Dan yang terparah, selama ini dia tahu apa Alice katakan adalah kenyataan. Bahkan pernah melihatnya sendiri, sosok 'teman khayalan' anaknya. Seorang gadis remaja berumur sekitar 16-an yang mengenakan gaun abu-abu tanpa beralaskan sepatu. Kulitnya putih pucat dengan mata berwarna hitam pekat. Rambut panjang sepinggang dan poni yang hampir menutupi sebelah matanya. Gadis itu ada dibelakang Alice saat berpapasan dengannya.
"Okaa-san! Ini teman aku, namanya Mandora Clementine." Ucap Alice bersemangat didepan seorang yang selalu dia panggil sebagai Okaa-san. Namun sekarang Akiko merasa tidak pantas menyebut dirinya sebagai 'Okaa-san' lagi.

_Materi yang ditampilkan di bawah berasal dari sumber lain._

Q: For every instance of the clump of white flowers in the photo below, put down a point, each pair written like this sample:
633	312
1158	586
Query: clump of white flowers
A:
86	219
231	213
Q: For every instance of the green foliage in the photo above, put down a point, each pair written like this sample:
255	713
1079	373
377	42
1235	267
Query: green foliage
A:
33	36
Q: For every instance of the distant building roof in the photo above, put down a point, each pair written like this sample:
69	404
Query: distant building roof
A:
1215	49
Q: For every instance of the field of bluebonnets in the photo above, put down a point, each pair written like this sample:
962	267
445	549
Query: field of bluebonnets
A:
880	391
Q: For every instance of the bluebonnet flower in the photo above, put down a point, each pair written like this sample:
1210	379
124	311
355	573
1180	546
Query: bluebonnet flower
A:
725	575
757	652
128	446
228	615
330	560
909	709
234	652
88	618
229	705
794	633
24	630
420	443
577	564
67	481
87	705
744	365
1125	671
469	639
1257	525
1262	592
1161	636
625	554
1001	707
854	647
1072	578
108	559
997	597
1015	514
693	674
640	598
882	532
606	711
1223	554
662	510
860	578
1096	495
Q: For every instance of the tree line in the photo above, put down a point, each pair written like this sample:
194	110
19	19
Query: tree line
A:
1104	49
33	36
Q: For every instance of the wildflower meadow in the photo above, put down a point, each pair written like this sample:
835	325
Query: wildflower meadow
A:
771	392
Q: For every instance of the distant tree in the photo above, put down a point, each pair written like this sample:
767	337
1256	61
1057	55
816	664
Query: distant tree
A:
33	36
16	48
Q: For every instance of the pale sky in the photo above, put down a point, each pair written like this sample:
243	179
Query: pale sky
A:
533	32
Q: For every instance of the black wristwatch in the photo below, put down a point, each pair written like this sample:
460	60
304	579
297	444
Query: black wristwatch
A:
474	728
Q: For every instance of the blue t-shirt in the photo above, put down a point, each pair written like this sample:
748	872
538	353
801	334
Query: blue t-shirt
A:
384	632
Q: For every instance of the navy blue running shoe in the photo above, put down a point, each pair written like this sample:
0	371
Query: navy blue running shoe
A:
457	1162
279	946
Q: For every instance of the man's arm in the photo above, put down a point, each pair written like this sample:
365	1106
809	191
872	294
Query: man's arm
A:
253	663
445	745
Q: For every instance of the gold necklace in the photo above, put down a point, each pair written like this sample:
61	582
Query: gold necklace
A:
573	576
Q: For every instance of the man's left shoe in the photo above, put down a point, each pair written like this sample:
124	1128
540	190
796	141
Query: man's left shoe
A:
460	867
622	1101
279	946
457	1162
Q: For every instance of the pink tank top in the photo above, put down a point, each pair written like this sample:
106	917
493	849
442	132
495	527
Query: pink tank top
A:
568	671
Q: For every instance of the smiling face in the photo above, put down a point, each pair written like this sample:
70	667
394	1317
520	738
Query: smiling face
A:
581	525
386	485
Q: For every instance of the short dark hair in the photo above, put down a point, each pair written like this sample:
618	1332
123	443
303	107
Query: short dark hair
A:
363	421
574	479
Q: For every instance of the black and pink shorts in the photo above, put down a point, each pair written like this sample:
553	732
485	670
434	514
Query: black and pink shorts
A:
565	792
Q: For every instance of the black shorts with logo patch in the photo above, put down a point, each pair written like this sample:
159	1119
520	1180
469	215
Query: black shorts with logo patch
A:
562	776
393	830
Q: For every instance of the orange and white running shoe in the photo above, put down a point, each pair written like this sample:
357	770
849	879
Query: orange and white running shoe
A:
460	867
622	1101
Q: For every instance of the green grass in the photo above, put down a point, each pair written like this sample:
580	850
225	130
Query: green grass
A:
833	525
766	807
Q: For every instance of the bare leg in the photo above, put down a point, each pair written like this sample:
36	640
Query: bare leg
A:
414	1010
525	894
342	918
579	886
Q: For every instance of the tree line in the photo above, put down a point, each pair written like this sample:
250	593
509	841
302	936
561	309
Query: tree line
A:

"Alice, tidak ada orang disana! Jangan berkhayal!" Bentaknya tanpa menyadari hati gadis kecilnya tergores. Alice menahan tangisannya dibalik senyum kecil sambil berpikir, mungkin Okaa-san sedang lelah. "B-Baiklah Okaa-san."
Lagi, Akiko membentaknya karena ucapan yang keluar dari bibir Alice tanpa alasan. "Pergi ke kamarmu!" Karena itu Alice buru-buru menaiki tangga masuk ke kamarnya. Ada bunyi pintu yang dibanting dan rengekan kecil.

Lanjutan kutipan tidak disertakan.